A digital twin can reduce the operating cost and extend the life of equipment and assets.
A fleet manager monitors the location of three hundred trucks, and their up-to-the minute mechanical fitness, speed and fuel consumption. The maintenance crews in a city inspect the infrastructure and services for underground structures such as water systems from a remote location in real time. These scenarios give us a glimpse of the potential of digital twins.
A digital twin is a digital representation of a physical object. It includes the model of the physical object, data from the object, a unique one-to-one correspondence to the object and the ability to monitor the object.
Digital twins offer strong potential to achieve better insights on their objects and drive better decisions.
“The adoption of, and hype around, digital twins is growing,” said Roy Schulte, vice president and distinguished analyst at Gartner. “Digital twins are the next step in the Internet of Things (IoT) driven world, where CIOs are increasingly leveraging IoT technologies in their digital business journey.”
Digital twins add value to traditional analytical approaches by improving situational awareness, and enabling better responses to changing conditions, particularly for asset optimization and preventive maintenance. They can lower operating expenses and potentially capital expenses too, by extending the life of the object they represent and optimizing the performance of the asset as it runs.
CIOs can exploit the digital twin concept to enable stakeholders to monitor and make informed decisions about the state of the actual physical things, their context, and take action to optimize their future state.
How to start
Physical objects that CIOs and their business unit stakeholders can apply a digital twin to are broad. They range from people, things and places to complex environments, such as buildings, factories or cities..
“CIOs should drive discussions with their business unit peers on the potential business value of digital twins, their limitations and policy on their architecture and use,” said Schulte.
Digital twins offer strong potential to achieve better insights on their objects and drive better decisions. However, there are inherent risks, like adding unnecessary complexity. They could be technology overkill for a particular business problem.
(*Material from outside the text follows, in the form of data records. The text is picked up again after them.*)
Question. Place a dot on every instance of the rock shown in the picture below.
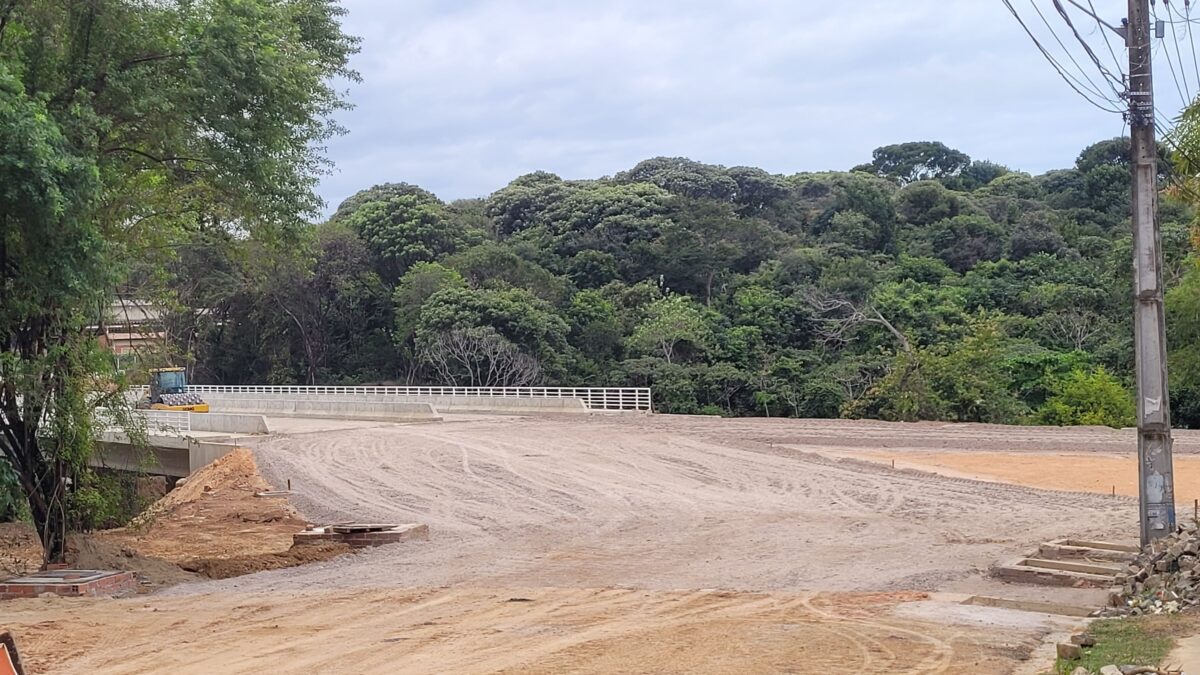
(1084, 640)
(1068, 651)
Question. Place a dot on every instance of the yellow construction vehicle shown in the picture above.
(168, 390)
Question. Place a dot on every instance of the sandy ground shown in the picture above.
(639, 544)
(1093, 472)
(515, 631)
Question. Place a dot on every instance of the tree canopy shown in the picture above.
(925, 285)
(133, 138)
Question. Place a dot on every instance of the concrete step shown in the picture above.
(1057, 573)
(1061, 609)
(1090, 550)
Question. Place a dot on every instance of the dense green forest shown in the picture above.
(922, 285)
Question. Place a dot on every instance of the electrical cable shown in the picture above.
(1059, 69)
(1104, 34)
(1108, 76)
(1095, 88)
(1179, 54)
(1195, 65)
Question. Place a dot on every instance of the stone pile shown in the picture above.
(1165, 577)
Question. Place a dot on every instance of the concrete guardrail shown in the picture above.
(354, 405)
(292, 405)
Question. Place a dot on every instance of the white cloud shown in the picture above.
(463, 96)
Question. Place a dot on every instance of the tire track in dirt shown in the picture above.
(659, 502)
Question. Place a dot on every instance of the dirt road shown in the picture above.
(510, 631)
(659, 503)
(639, 544)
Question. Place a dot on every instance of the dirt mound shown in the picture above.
(305, 554)
(94, 553)
(234, 472)
(214, 525)
(21, 551)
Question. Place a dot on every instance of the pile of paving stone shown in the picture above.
(1165, 577)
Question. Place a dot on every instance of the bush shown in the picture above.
(1087, 398)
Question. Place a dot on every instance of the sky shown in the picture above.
(461, 96)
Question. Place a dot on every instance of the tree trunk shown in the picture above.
(46, 491)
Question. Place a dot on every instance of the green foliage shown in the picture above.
(1143, 640)
(909, 162)
(923, 286)
(1085, 396)
(673, 328)
(130, 131)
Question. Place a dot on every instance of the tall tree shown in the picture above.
(125, 125)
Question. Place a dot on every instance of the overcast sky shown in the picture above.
(460, 96)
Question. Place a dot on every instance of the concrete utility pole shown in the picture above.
(1155, 471)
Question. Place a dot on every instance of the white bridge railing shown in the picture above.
(628, 399)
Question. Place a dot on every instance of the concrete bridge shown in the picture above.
(180, 442)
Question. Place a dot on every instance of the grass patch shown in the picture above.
(1139, 640)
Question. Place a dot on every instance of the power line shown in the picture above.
(1183, 97)
(1078, 88)
(1104, 33)
(1179, 54)
(1108, 76)
(1095, 88)
(1195, 65)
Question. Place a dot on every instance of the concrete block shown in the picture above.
(1068, 651)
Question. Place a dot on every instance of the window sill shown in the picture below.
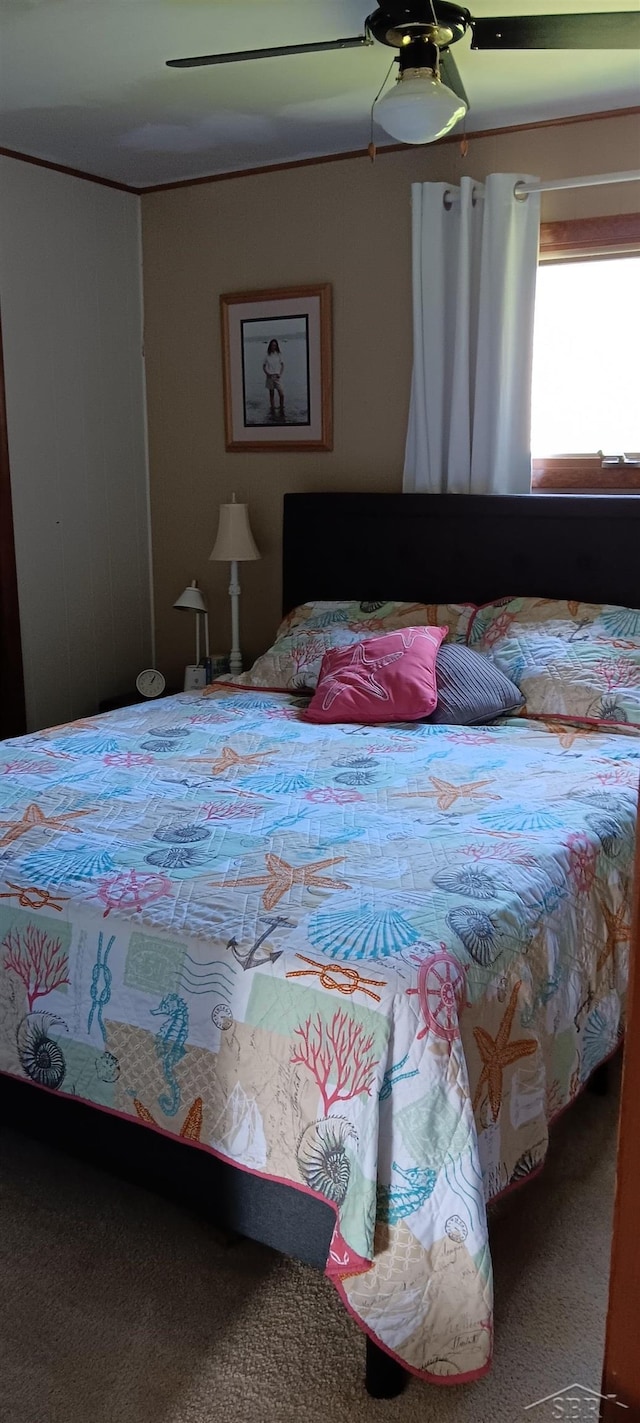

There are also concerns about cost, security, privacy and integration.
CIOs looking to use digital twins to enable disruptive IoT solutions and business outcomes should:
- Focus on objectives: Understand the key business benefits from digital twins before investing to build them.
- Assess readiness towards adoption: A parallel element to this is understanding the readiness of the enterprise to adopt IoT initiatives that will leverage digital twins.
- Seek simplicity: Avoid building a digital twin if business objectives can be met with basic indicators from sensors on critical performance issues.
- Include checks and balances: Develop leading indicators with metrics that can be used to measure the progress of digital twin initiatives, which may require a few years to realize financial objectives.
In the long term, Gartner sees new business models emerge, facilitated by digital twins, such as selling physical object-related performance data or charging for objects based on performance data.